I conducted the IP NAT overload experiment and then captured the packets before and after translation. The translated numbers are not sequence numbers but they are ICMP identifiers. In the below given output 5345, 5346, 5347 are actually identifiers. This identifier can be treated very much like the port numbers in TCP or UDP. For example if two inside PC generated same identifier and sequence number, then the NAT device will modify one of the identifier so that the reply can be associated back with the correct inside PC.

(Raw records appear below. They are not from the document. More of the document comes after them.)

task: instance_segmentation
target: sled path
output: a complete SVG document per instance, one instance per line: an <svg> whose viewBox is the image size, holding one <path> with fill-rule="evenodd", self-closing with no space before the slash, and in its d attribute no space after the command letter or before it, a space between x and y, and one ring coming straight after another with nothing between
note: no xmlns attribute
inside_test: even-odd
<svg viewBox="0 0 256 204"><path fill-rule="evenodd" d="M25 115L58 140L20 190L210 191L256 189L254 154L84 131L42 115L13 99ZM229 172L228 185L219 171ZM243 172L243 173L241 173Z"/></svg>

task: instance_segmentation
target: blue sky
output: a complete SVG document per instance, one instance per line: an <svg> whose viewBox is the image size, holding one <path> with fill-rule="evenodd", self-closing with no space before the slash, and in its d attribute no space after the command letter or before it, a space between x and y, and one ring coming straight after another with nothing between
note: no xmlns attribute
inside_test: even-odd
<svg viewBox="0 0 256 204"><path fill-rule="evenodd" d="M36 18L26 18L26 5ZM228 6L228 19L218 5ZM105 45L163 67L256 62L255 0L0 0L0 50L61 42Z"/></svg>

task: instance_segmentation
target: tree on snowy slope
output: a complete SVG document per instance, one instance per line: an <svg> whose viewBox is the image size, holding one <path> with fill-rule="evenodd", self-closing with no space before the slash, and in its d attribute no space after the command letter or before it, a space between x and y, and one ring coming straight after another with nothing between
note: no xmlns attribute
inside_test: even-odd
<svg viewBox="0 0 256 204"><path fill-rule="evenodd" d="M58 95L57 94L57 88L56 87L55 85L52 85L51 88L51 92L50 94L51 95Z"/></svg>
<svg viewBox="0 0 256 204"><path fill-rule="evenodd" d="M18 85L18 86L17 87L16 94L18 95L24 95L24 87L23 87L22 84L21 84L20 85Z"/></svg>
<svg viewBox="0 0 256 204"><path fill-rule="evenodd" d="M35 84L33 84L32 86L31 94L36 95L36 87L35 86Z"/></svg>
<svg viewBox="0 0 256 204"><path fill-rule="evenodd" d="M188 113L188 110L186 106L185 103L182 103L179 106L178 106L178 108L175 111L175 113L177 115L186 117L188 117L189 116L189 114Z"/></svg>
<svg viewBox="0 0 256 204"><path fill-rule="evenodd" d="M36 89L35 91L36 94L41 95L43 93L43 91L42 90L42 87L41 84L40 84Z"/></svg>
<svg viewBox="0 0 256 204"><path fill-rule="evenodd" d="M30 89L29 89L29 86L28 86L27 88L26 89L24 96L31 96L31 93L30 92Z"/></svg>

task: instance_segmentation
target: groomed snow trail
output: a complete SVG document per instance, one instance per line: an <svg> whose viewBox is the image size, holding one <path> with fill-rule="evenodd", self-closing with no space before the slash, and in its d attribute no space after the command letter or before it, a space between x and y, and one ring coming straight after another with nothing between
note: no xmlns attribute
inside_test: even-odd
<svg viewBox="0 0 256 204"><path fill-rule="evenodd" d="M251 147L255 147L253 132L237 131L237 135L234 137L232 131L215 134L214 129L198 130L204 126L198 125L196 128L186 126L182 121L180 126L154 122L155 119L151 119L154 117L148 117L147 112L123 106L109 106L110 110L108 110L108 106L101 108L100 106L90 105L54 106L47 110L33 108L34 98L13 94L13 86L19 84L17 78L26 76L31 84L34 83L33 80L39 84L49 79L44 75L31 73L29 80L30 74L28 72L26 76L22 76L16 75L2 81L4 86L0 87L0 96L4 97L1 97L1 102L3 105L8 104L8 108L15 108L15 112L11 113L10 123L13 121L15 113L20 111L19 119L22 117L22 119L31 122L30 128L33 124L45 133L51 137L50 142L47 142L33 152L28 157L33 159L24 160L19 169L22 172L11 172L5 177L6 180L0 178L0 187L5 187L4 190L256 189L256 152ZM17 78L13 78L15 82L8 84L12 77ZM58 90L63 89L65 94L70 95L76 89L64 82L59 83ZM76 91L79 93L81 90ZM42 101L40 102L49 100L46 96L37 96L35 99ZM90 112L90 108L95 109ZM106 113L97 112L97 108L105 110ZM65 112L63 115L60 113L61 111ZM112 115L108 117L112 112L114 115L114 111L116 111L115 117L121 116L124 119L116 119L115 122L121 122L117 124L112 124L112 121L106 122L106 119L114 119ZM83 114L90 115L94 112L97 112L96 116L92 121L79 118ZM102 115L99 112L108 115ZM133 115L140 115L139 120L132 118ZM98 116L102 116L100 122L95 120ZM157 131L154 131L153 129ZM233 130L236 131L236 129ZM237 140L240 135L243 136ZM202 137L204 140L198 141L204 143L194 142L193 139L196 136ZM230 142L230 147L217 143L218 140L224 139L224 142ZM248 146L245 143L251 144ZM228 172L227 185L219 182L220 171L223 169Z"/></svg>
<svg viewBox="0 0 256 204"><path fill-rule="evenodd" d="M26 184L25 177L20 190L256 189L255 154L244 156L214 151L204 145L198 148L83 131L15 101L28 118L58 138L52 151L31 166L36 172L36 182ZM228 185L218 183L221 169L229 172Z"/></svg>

R1#show ip nat translations
Pro Inside global Inside local Outside local Outside global
icmp 10.0.0.1:5345 18.104.22.168:5345 10.0.0.2:5345 10.0.0.2:5345
icmp 10.0.0.1:5346 22.214.171.124:5346 10.0.0.2:5346 10.0.0.2:5346
icmp 10.0.0.1:5347 126.96.36.199:5347 10.0.0.2:5347 10.0.0.2:5347
icmp 10.0.0.1:5348 188.8.131.52:5348 10.0.0.2:5348 10.0.0.2:5348
icmp 10.0.0.1:5349 184.108.40.206:5349 10.0.0.2:5349 10.0.0.2:5349
Re: How NAT/PAT handles ping/icmp
10 years 6 months ago #27578
1024 was the identifier shown in the sniffer both inside and outside, and it's obviously shown above. However, I wasn't able to verify the case were 2 hosts send with the same inside identifiers. I did a test on it but the router on NAT never changed any identifier on the out side. They remained 1024 as shown above!!!. And by the way, those numbers between brackets are not the sequence numbers. I'm guessing I could not send the ICMP pings exactly at the same times. If I assume that it was depending on sequence number difference from the two hosts when the identifiers matched. Then this means the router would need to translate and store the "sequence number" in it's translations table along with the "identifier", which I doubt.